During the Ceded Lands crisis, years before the Revolutionary War came to Georgia, a small group of Cowetas raided settler farms on the edges of Creek Country, where it met an expanding Georgia backcountry. Although the Christmas Day killings were isolated, it was because of the politics of Creek Country that they became a regional crisis. Traditions of local governance ensured that headmen from outside of the responsible Coweta community not only would deny any responsibility for the attacks but would declare their inability to discipline their wayward neighbors, even though they claimed to be the same people. The kinship-based system of justice then failed to right the situation because the kin of the killers simply refused, for one reason or another, to deliver them up to be executed, as they were bound to do by their own legal traditions. Specific headmen, attempting to exert what influence they could via those same kinship networks, also failed to find any sort of resolution. British legislators, unwilling to invade Creek Country, shut down all trade into the region in an attempt to force a solution. Those actions, however, only generated angry and divisive responses. Not all Creeks were the same, as it turned out, at least as several headmen protested, so why was everyone being punished for the actions of a single community? One headman complained bitterly that so few “mad young men should have it in their power” to involve so many “in a war with the white people,” while another declared that the offending towns alone should bear the burden of the trade stoppage and “stand for themselves.”3
The political indecision inherent in Creek Country stands in stark contrast to the decisive political nature of the Creek Nation. The difference between the two, only a generation apart, is telling. Charting the transformation from the one to the other, from the diffuse nature of Creek Country to the ordered framework of the Creek Nation, is the primary purpose of this study. It was a swift and sometimes messy transformation; the Creek Nation only emerged after Creek Country was driven to crisis. More importantly, it was a political as well as a cultural transformation, and one for which Creeks were largely responsible.
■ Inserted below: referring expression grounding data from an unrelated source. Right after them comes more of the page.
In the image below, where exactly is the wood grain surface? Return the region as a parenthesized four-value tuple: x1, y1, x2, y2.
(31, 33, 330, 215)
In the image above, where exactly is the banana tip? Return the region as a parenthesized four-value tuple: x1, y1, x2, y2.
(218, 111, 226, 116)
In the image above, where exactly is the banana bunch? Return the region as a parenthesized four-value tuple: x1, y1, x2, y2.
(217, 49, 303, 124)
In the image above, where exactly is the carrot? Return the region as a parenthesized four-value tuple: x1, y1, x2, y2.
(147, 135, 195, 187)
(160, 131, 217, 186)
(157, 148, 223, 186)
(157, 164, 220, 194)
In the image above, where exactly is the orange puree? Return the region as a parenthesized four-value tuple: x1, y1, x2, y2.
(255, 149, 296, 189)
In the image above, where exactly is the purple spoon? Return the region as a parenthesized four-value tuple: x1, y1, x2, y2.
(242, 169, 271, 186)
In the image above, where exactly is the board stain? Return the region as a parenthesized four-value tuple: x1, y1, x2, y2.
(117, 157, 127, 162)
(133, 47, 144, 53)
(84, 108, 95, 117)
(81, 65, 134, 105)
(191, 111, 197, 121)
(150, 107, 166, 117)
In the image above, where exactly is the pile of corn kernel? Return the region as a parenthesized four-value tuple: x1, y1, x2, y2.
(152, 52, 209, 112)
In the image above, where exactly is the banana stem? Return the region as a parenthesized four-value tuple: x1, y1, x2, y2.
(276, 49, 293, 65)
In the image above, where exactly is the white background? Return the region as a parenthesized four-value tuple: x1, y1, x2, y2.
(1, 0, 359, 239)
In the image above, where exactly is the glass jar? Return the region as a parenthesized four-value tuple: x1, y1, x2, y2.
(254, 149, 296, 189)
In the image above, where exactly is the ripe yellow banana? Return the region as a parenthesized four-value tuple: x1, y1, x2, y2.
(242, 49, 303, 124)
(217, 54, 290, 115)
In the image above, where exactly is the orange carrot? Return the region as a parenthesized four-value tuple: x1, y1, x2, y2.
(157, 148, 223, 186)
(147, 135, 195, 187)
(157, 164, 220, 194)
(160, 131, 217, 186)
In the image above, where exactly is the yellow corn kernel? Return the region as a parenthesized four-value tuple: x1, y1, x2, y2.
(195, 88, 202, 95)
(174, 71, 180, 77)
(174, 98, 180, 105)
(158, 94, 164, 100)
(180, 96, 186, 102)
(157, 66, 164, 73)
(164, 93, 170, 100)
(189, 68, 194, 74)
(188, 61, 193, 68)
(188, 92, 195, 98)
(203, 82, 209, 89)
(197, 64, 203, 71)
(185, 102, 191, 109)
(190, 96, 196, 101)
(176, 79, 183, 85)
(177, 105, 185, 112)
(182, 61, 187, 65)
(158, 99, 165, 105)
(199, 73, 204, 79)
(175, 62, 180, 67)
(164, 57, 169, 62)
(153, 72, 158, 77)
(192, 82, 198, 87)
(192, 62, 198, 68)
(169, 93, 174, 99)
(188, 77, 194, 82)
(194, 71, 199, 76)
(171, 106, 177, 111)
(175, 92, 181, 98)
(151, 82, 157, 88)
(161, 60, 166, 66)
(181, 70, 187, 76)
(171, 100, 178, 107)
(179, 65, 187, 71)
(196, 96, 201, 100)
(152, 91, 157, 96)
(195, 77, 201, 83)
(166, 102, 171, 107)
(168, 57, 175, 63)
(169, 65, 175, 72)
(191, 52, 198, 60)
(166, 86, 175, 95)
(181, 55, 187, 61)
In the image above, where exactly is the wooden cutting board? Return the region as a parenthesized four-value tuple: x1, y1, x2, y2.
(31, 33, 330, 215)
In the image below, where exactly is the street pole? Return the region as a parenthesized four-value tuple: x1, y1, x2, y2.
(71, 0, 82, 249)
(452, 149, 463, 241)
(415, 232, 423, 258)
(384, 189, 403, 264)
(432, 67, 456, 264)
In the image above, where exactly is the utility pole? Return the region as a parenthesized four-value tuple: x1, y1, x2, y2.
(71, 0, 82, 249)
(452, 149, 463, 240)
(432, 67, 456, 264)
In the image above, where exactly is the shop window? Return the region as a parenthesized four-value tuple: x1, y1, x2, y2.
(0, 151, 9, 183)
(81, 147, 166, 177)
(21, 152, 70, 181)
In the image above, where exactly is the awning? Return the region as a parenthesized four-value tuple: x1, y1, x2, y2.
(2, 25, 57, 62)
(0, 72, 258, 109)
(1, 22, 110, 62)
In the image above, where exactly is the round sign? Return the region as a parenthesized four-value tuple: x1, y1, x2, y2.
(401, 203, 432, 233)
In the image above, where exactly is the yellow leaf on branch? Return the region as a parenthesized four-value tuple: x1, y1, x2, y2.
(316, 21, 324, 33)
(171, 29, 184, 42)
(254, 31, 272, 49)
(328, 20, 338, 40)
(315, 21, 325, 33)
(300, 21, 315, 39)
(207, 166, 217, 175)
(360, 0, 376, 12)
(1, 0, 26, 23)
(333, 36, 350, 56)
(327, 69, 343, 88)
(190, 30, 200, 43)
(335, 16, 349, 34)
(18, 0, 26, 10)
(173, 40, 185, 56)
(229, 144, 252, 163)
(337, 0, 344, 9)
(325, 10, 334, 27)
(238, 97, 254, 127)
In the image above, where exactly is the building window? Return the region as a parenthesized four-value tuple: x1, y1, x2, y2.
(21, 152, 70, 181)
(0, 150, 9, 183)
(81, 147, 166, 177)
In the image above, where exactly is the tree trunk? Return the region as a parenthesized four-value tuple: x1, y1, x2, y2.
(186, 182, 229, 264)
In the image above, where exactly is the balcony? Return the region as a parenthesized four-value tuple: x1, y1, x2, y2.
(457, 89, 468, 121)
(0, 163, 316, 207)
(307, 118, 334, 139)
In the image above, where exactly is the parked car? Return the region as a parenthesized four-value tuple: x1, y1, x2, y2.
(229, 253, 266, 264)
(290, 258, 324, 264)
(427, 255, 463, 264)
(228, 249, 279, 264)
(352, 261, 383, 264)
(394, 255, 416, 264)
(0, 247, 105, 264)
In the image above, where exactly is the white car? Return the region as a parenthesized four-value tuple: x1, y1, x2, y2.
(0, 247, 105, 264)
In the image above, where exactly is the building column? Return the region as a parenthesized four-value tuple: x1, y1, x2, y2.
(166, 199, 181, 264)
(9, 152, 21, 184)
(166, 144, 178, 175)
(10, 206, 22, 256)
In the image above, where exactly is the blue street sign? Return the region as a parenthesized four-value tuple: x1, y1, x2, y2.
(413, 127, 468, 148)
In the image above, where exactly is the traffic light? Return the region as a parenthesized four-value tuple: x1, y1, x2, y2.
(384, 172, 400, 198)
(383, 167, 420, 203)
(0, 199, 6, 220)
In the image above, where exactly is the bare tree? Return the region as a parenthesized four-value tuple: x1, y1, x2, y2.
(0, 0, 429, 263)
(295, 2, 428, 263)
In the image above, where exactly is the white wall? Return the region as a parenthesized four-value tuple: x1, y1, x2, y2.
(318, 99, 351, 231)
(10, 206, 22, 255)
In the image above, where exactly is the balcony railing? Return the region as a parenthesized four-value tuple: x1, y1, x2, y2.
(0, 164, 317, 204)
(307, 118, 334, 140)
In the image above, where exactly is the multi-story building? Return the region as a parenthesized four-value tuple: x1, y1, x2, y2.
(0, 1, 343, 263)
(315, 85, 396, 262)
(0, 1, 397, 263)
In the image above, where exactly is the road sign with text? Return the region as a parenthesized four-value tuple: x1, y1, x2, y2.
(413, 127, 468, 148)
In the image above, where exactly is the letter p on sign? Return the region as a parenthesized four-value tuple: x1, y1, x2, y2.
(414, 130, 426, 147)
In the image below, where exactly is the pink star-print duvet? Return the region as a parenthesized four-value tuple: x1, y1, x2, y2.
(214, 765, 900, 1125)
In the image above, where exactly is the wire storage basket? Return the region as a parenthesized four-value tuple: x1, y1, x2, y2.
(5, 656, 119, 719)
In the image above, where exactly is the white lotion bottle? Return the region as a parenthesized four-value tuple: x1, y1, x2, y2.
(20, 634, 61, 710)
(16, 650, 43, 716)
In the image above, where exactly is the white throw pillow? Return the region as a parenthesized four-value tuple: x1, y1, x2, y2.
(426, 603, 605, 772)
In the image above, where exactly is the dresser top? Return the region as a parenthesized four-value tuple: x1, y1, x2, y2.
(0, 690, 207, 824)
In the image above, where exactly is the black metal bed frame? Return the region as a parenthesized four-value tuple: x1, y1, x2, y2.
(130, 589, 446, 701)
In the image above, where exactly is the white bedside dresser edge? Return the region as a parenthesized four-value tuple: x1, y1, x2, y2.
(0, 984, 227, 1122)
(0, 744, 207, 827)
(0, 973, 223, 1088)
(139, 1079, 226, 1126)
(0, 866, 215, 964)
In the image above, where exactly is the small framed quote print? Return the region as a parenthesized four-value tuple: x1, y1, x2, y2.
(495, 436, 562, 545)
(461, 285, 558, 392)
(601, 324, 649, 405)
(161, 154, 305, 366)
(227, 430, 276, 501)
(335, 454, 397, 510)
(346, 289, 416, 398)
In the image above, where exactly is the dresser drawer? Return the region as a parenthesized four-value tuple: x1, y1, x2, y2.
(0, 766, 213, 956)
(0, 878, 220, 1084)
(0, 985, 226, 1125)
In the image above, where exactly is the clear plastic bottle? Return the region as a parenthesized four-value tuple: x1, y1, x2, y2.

As the nature of the Ceded Lands crisis originally revealed, it was the state of Georgia, at least at first, that constituted Creeks’ principal threat. Georgia settlers, once throttled by conservative British colonial officials, were unleashed by a state government as openly contemptuous of Creek culture as they were covetous of Creek lands. Waves of settlers pushed up against Creek communities and their hunting lands, sparking confrontations that dragged Creek Country slowly but steadily into political chaos. At first particular headmen responded to that movement independently, as they had done for generations. But years of political and economic negotiations as well as overlapping outside alliances, all of which shifted over time and differed dramatically from one Creek town to the next, produced little but confusion and hostility. Neighboring headmen were soon at odds with and even violently opposed to each other, not to mention Georgia state officials or their Spanish counterparts. Almost every attempt made by local leaders to react to Georgia expansionism both during the Revolutionary War and in the years afterward only worsened things in Creek Country, producing a cacophony of Creek voices that proved tremendously destabilizing. By the 1790s the region was in crisis, and the Creek political confederacy that had existed in the Southeast for generations was collapsing.
Notes
1. Durouzeaux to Folch, October 20, 1802, PPdC, legajo 2372.
2. Chester to Hillsborough, December 28, 1771, DAR, 3:280–81.
3. Conference between Governor Sir James Wright and Upper Creek Chiefs, April 14, 1774, DAR, 4:90–95; Corkran, The Creek Frontier, 283–84.